Inside Look: Barista Parlor - Imbibe Magazine Subscribe + Save

For Andy Mumma, founder of Nashville’s Barista Parlor, coffee and art are inseparable. “I’ve worked in specialty coffee since I was about 18, while additionally working with music and in the arts,” says Mumma. “My attention has always been in the sphere of creativity.”

Mumma found an outlet for that creativity with the opening of Barista Parlor’s first location in East Nashville in May of 2012, for which he also spearheaded the design. “I’ve always had a strong idea of what I wanted for my spaces. However, I can’t say that I ever really knew what I was doing. It took a great deal of trial and error to realize physically what I envisioned in my mind.”

To help, Mumma assembled a team of builders and artisans. Aaron Rosburg of AACraftsman built counters, cabinets and a giant wooden anchor. Custom lighting was created by Southern Lights Electric, custom furniture by Steric Design and Holler Design, a custom sound system by Hazelwood Laboratories, and custom signage by Sideshow Sign Co. “Everything has always been custom designed and built,” says Mumma. “Each [contributor] brings an enormous amount of individual talent and experience to the process of my build-outs. What we achieve collaboratively is nothing short of magic.”

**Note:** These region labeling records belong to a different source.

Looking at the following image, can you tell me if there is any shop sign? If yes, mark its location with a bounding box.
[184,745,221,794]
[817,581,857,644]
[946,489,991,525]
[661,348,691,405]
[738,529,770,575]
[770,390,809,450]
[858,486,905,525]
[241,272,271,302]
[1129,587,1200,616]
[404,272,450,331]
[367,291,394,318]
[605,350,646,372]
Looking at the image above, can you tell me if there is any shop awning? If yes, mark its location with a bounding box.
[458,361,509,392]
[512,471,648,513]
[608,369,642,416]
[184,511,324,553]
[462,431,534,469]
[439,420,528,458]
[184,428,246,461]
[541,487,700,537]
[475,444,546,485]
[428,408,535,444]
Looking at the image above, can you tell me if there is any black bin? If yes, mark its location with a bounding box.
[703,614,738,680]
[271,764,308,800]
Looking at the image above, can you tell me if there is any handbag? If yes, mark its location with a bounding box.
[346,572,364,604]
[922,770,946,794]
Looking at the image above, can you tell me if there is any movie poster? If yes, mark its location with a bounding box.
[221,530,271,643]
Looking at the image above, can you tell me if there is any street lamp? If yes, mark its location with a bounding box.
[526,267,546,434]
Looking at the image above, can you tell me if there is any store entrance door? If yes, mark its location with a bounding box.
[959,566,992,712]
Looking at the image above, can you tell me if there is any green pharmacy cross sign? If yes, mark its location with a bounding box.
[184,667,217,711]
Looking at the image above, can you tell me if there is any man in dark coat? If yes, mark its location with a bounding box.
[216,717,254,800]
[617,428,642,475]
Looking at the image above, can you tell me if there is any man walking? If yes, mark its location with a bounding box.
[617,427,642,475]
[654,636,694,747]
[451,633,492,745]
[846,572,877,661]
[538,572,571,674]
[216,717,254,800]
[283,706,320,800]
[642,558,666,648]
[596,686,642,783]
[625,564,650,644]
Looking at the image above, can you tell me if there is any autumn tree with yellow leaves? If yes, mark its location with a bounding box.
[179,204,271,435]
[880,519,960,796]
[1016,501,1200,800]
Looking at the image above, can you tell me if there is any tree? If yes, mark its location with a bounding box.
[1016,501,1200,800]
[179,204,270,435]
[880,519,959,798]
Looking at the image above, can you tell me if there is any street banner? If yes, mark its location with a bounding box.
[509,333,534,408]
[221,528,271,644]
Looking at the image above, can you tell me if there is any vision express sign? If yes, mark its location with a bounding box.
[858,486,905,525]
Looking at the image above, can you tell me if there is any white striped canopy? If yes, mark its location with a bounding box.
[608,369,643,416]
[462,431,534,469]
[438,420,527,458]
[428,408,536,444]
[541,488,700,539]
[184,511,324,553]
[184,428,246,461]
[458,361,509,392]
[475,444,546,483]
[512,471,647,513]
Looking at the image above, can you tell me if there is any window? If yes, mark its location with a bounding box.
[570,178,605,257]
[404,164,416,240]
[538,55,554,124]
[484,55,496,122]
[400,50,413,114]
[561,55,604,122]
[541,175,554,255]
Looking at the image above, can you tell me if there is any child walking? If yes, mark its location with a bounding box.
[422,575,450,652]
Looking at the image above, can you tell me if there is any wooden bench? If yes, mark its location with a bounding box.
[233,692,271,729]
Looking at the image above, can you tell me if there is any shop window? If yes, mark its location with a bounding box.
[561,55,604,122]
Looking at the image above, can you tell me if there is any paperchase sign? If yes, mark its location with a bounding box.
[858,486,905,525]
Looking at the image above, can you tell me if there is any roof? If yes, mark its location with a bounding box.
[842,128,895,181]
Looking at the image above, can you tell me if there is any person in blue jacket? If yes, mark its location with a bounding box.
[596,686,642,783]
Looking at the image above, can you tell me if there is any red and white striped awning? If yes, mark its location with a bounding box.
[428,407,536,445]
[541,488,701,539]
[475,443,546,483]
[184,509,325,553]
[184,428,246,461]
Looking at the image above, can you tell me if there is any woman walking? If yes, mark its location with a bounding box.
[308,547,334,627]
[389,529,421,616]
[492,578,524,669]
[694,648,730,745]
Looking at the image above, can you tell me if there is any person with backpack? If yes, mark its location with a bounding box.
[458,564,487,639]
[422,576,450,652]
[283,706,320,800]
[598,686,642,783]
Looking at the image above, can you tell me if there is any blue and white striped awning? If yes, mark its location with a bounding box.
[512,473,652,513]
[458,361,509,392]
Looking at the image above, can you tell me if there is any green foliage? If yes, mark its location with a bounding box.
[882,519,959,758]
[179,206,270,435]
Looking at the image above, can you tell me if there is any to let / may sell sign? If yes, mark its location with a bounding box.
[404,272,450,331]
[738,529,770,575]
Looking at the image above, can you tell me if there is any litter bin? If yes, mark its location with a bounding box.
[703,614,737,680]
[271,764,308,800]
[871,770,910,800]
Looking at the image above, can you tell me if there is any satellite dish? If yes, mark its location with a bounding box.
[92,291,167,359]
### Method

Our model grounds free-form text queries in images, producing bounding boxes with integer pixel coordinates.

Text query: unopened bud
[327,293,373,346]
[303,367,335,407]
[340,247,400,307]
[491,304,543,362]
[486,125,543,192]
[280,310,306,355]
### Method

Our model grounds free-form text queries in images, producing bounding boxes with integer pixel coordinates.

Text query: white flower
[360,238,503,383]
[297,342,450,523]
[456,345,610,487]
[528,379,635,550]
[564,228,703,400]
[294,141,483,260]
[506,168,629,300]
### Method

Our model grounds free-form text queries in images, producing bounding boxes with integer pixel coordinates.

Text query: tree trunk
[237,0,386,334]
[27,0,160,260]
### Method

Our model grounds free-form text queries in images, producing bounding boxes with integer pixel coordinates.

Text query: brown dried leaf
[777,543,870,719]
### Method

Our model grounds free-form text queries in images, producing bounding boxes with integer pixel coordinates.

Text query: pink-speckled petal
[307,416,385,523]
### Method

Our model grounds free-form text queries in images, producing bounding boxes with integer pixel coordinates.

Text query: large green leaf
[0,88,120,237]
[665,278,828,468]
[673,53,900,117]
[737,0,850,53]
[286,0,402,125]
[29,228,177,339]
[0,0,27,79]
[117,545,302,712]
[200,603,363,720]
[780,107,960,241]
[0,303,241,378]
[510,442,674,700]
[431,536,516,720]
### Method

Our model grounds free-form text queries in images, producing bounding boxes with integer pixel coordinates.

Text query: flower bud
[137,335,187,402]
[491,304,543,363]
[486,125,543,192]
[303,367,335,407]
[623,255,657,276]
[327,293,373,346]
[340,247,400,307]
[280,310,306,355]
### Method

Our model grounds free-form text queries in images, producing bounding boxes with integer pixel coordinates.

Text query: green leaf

This holds true for each of the Barista Parlor’s three locations. The original East Nashville café was built in an old transmission shop. Barista Parlor Golden Sound, opened in October of 2014, occupies a former recording studio of the same name and was designed in collaboration with Nick Dryden of DAAD. The newest spot, Barista Parlor Germantown, opened this past December and lives up to its predecessors. “Adaptive reuse is the theme of all three locations,” says Mumma. “I try not to change the footprint or what I feel are the most important details of each building.”

Further indulging his artistic inclinations, Mumma works with Bryce McCloud at Isle of Printing to create table markers and menus, as well as original art installations. The back wall of the East Nashville shop sports a mosaic ship crafted from 4,400 letter-pressed squares, and at Golden Sound, the “cloud wall” is comprised of 4,700 letter-pressed squares, folded like origami and hung on 18 separate back-lit panels. “I want people to be inspired to create when they hang out at the shops,” says Mumma. “The experience should be less a straight transaction and more of an immersive art and coffee experience.”

Of course, the experience is about coffee too. Mumma insisted on visible, open work spaces for baristas as they prepare drinks on siphon bars, Slayer espresso machines and Yama cold-brew towers. “Baristas are the heart of what we do,” says Mumma. “Not to mention the fact that what they’re doing is beautifully artistic, from the equipment they’re working with to the coffees and teas they’re producing.”